Шрифт:
– Берегись, - закричал он, - беги, беги!
Жандарм увидел, как на губах юноши вздулись пузыри от последнего вздоха.
– Спасайся!
– закричал солдат из последних сил.
Жандарм полевой жандармерии Якоб Каумиц увидел, как лопнули пузыри на губах молодого солдата.
– Это же жандарм, - вдруг сказал себе юноша.
Действительность вновь ворвалась в его сознание, как молния. Он ощутил ее, как острый луч, насквозь пронизывающий его мозг, и он закричал от боли.
И, рыча от боли, он увидел прямо над собой лицо жандарма. Это лицо неотвратимо надвигалось на него, неотвратимо, как месть. Молодой солдат увидел белки в приближающихся глазах, и вдруг он увидел, как эти глаза гаснут, и увидел, как жандарм падает.
"Солнце заходит, - подумал он.
– Глаза гаснут".
Что-то сверкнуло, упало, рухнуло, взорвалось, ударило его всей тяжестью - это на его тело обрушился труп жандарма, и металлический нагрудный знак залила кровь.
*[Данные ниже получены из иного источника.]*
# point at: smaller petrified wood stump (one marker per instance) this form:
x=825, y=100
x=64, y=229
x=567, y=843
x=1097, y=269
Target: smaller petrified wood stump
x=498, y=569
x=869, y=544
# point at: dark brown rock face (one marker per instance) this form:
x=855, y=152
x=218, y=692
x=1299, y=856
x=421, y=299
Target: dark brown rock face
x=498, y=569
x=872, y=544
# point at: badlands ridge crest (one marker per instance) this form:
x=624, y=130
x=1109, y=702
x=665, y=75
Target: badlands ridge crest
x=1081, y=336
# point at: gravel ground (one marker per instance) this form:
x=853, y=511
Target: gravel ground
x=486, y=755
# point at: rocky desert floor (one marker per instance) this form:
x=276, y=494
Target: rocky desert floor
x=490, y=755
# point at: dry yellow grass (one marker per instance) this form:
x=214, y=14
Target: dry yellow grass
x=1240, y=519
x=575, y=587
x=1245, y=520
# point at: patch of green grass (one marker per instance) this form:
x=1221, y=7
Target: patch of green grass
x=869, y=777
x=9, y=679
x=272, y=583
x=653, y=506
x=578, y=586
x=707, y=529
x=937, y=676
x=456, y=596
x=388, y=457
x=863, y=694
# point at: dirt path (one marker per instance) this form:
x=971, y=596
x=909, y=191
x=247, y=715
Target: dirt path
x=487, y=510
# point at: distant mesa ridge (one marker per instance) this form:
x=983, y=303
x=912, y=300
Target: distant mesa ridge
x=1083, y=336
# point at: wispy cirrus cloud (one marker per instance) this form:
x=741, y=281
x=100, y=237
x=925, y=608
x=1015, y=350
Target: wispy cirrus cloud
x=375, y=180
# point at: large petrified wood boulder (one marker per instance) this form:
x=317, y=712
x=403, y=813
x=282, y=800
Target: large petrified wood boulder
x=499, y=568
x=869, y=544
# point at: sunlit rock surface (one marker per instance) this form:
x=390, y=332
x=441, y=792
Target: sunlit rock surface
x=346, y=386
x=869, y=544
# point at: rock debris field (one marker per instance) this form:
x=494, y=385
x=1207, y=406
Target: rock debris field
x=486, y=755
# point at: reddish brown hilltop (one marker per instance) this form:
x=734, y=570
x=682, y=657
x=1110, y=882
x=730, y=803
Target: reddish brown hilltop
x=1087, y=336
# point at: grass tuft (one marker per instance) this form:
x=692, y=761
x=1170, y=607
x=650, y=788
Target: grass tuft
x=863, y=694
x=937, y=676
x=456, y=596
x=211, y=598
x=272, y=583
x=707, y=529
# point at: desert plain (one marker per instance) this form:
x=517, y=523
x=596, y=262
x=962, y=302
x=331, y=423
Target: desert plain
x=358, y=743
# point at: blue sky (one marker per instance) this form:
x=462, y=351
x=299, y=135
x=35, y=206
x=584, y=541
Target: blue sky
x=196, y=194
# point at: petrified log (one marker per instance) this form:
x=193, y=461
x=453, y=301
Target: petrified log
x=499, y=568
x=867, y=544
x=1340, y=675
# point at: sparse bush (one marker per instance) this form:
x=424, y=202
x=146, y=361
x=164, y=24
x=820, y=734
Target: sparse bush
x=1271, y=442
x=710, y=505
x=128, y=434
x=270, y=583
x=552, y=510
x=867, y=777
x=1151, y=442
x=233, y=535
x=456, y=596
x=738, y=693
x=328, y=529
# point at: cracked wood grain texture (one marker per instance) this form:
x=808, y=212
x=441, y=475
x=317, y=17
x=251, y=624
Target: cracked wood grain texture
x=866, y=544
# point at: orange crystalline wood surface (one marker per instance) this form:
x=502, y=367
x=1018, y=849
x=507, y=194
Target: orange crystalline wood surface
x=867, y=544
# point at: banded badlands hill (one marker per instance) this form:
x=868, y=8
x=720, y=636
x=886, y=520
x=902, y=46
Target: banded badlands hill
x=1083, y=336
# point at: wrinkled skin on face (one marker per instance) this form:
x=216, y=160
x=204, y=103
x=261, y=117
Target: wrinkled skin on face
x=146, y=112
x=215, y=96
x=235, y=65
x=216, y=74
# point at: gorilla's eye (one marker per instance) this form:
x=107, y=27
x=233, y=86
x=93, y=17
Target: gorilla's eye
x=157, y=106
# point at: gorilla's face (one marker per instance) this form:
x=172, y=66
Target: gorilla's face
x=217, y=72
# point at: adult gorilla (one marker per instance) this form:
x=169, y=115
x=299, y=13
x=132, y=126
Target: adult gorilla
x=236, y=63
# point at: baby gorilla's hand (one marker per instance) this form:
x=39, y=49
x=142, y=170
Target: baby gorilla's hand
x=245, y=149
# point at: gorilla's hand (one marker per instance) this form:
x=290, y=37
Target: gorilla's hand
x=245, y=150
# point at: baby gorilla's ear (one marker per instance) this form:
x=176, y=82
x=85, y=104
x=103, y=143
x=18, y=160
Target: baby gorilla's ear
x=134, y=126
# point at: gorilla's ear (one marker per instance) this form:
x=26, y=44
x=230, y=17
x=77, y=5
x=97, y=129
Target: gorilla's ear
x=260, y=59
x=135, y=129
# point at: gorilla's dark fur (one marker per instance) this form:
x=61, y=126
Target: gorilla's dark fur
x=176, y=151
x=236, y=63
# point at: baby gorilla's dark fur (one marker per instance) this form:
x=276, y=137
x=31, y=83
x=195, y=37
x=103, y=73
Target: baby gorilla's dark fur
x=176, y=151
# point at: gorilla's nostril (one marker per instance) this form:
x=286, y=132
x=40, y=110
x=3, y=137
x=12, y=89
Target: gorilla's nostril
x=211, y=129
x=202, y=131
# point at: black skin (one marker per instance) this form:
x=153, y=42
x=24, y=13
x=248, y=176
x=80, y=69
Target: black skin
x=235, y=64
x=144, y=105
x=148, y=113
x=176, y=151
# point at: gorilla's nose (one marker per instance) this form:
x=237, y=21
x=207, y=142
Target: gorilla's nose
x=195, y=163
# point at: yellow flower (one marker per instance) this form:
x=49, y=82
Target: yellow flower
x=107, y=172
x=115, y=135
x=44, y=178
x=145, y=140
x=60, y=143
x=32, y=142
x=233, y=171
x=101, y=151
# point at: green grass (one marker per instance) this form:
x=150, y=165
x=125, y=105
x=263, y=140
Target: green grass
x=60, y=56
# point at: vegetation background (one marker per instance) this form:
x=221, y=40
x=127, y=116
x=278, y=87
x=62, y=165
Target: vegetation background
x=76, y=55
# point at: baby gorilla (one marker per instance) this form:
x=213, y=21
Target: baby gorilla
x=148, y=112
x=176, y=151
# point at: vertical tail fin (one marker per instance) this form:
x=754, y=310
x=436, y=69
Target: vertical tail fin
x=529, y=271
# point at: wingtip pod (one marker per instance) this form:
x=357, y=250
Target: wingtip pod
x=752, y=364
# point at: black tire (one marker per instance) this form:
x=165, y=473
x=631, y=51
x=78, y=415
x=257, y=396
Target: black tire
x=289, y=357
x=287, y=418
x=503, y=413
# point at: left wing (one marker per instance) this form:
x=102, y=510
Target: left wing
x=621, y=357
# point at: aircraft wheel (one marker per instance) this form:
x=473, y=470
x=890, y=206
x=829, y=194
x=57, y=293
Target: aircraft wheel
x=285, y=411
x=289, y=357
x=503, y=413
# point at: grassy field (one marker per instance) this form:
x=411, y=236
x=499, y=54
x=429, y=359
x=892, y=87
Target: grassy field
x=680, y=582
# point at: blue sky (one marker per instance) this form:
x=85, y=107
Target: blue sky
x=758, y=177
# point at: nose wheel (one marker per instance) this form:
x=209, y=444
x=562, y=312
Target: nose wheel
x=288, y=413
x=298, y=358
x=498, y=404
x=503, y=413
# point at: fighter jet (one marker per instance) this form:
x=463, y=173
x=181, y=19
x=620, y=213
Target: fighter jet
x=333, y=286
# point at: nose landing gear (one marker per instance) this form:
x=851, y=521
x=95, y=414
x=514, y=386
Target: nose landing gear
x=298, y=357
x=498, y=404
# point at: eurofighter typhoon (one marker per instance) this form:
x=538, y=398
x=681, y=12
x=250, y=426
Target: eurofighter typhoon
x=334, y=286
Лейтенант отбросил в сторону камень, которым он пробил череп жандарма. "Извини, камрад, - пробормотал он, - но свидетели мне не нужны". Он снял мундир, фуражку и офицерский ремень и повернулся к молодому солдату. Он оттащил в сторону труп жандарма, расстегнул мундир молодого солдата, приподнял расслабленное тело умирающего, снял с него солдатский мундир и снова бросил труп на землю. Он снял солдатский ремень и фуражку, снял плакатик с надписью: "Я трус, отказавшийся защищать Германию от варваров", снял с его шеи оборвавшуюся веревку и надел петлю себе на шею. "Это мне пригодится у русских", - сказал лейтенант сам себе. Он надел на себя форму молодого солдата, она оказалась хороша ему. Потом он вынул бумажник из своего мундира, достал офицерское удостоверение, разорвал его, достал пачку фотографий и их порвал тоже, потом он вырыл яму в рыхлой лесной почве и закопал клочки. Закончив эту работу, он вытащил из мундира, который теперь был на нем, солдатскую книжку молодого солдата и прочитал то, что в ней было записано. "Антон Шельц", - прочитал он вслух, чтобы запомнить, и молодой солдат, который безмолвно умирал, вдруг услышал свое имя. И он закричал:
"Здесь!" "Профессия - студент художественной школы", - прочитал лейтенант и пробормотал: - Ну что же, все правильно. Таких типов не жаль!"
– Антон Шельц - я! Здесь!
– беззвучно прокричал студент художественной школы.
– "Родился 18 февраля 1926 года в Бермбахе, в Гарце, - продолжал читать лейтенант, расхаживая взад и вперед, чтобы лучше запомнить.
– Антон Шельц, студент художественной школы, родился 18 февраля 1926 года в Бермбахе, в Гарце".
– И, повторяя это, чтобы запомнить, он медленно уходил от высоты и думал при этом: "Уеду в Аргентину, если не повезет, завербуюсь в Иностранный легион.
– И он повторял, запоминая: - Студент художественной школы, Бермбах, Гарц".
И умирающий видел, как лейтенант уходит, и тогда внезапно, напрягая в последний раз все силы ума и души, он все понял. "Боже, дай мне еще одну жизнь, я знаю теперь, что я должен делать!" Но тут он почувствовал, что последние силы оставляют его.
Перед его глазами предстала смерть.
– Не хочу!
– беззвучно выдохнул он.
– Тебе больше не будет больно, - ответил вкрадчивый голос смерти.
– Я хочу жить! Теперь я знаю, зачем жить!
– кричало его сердце.
Смерть встала перед ним, и ее тень, высокая, как вершина самого высокого дерева, скользнула по глазам молодого солдата. Но молодой солдат еще раз пересилил смерть. Тускнеющими глазами он увидел, как лейтенант вошел в лес с его плакатом на груди, с его петлей на шее, с автоматом за спиной, и он увидел, как из леса внезапно вышли русские и как лейтенант с петлей на шее и плакатом на груди заученным движением сорвал автомат с плеча и направил его на русских, и он увидел, как лейтенант упал, и он услышал грохот выстрелов, и он с благодарностью подумал: "Хорошо!" И тут тень с шорохом надвинулась на него, и со вздохом, погружаясь в ее темноту, молодой девятнадцатилетний солдат умер в богемском лесу, над которым в безоблачном небе сияло майское солнце.